Lemon Cheesecake Cake
Chef Bella
This Lemon Cheesecake Cake combines the tangy flavor of lemon with the creamy richness of cheesecake, layered between moist cake layers. It's the perfect treat for any occasion, offering a refreshing twist on traditional cakes.
Prep Time 30 minutes mins
Cook Time 50 minutes mins
Total Time 1 hour hr 20 minutes mins
Course Dessert
Cuisine American
For the Cheesecake Layer:
- 1 ½ cups cream cheese softened
- ½ cup sugar
- 2 large eggs
- 1 teaspoon vanilla extract
- ½ cup sour cream
- 2 tablespoons all-purpose flour
For the Lemon Cake Layer:
- 2 cups all-purpose flour
- 1 ½ teaspoons baking powder
- ½ teaspoon baking soda
- ¼ teaspoon salt
- 1 cup sugar
- ¾ cup butter softened
- 3 large eggs
- 1 teaspoon lemon zest
- 1 tablespoon fresh lemon juice
- 1 cup buttermilk
For the Lemon Glaze:
- 1 cup powdered sugar
- 2 tablespoons fresh lemon juice
- 1 teaspoon lemon zest
Cheesecake Layer:
Preheat oven to 325°F (163°C). Grease and line a 9-inch springform pan.

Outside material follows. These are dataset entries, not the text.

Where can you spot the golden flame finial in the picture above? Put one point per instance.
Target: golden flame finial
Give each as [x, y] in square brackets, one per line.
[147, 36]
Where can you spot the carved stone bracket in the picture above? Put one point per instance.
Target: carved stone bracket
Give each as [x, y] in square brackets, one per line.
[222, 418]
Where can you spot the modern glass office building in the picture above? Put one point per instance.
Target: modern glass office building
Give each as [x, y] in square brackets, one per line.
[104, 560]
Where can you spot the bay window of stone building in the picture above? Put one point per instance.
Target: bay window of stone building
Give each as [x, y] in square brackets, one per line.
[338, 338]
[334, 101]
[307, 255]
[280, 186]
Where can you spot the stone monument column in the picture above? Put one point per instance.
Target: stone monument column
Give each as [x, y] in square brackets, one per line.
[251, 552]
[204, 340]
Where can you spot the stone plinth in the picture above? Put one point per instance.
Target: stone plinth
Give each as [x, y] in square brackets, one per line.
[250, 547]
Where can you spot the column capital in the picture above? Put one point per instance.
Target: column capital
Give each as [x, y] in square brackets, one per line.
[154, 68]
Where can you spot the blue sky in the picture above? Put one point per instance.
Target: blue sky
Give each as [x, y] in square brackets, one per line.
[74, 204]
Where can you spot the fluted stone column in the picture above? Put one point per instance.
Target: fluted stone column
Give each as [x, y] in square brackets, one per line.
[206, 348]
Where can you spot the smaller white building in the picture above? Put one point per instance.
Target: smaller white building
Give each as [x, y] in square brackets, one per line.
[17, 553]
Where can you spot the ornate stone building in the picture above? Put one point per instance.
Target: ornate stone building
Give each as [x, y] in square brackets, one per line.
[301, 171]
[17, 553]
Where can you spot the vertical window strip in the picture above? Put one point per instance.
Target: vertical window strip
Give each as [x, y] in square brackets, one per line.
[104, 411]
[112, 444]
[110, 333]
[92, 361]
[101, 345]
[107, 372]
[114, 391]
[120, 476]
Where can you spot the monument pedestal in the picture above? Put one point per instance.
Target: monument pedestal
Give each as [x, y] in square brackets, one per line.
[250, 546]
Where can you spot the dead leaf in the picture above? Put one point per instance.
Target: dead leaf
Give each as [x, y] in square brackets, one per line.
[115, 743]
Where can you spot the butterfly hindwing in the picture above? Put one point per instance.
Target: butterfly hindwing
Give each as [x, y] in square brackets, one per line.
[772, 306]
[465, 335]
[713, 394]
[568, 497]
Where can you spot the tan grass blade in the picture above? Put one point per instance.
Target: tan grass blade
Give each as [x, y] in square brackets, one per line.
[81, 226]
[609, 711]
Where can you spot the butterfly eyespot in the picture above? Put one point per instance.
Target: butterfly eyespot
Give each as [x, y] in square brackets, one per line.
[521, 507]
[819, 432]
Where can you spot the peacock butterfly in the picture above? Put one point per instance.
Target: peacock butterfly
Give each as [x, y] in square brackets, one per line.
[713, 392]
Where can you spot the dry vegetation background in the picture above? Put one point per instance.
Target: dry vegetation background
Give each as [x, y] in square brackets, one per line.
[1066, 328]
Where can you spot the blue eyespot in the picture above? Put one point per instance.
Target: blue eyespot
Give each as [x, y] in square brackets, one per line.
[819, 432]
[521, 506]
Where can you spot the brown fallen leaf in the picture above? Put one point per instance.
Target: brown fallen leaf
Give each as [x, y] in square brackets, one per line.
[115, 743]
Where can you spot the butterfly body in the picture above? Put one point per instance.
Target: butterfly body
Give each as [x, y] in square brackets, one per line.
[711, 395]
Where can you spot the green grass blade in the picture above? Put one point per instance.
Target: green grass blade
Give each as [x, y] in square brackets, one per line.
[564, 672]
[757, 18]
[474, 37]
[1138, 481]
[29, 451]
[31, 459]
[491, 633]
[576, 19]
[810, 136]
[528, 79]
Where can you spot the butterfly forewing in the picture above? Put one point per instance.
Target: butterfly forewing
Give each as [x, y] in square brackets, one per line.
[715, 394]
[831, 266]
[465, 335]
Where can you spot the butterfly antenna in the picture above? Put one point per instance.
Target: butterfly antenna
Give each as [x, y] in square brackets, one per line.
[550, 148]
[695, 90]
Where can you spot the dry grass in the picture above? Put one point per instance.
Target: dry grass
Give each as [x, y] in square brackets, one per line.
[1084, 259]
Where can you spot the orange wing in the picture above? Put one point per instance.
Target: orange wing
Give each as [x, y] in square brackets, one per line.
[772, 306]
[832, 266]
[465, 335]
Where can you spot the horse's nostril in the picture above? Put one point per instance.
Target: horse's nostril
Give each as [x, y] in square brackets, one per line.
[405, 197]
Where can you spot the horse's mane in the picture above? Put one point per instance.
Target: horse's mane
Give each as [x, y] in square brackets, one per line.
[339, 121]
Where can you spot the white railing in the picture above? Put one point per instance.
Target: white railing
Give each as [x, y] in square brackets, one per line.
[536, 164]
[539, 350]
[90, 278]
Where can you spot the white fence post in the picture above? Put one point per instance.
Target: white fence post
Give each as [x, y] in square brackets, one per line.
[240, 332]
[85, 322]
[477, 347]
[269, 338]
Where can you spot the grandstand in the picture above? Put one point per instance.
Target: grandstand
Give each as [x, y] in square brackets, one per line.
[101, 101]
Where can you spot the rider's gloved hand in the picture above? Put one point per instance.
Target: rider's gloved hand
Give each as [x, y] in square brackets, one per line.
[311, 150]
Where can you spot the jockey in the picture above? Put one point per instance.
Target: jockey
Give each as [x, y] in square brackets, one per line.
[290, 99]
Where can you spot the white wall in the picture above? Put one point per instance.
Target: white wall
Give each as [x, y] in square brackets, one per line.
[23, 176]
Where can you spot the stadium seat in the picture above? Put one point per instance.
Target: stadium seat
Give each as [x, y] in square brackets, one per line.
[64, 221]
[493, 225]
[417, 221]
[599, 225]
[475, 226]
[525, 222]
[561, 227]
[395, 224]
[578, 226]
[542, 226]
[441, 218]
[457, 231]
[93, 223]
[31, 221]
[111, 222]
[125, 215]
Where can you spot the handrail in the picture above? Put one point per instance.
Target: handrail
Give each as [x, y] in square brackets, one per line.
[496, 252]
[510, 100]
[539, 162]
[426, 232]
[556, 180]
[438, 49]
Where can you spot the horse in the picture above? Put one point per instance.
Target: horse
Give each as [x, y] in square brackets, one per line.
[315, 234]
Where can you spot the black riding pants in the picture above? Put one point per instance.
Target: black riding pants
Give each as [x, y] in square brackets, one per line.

Beat cream cheese, sugar, eggs, and vanilla until smooth. Stir in sour cream and flour.
Pour into pan and bake for 25 minutes. Let cool completely.
Lemon Cake Layer:
Preheat oven to 350°F (177°C). Grease a 9-inch round pan.
Mix dry ingredients. Cream butter, sugar, and eggs, then add lemon zest and juice.
Alternately add dry ingredients and buttermilk, mixing until smooth.
Bake for 25-30 minutes. Let cool completely.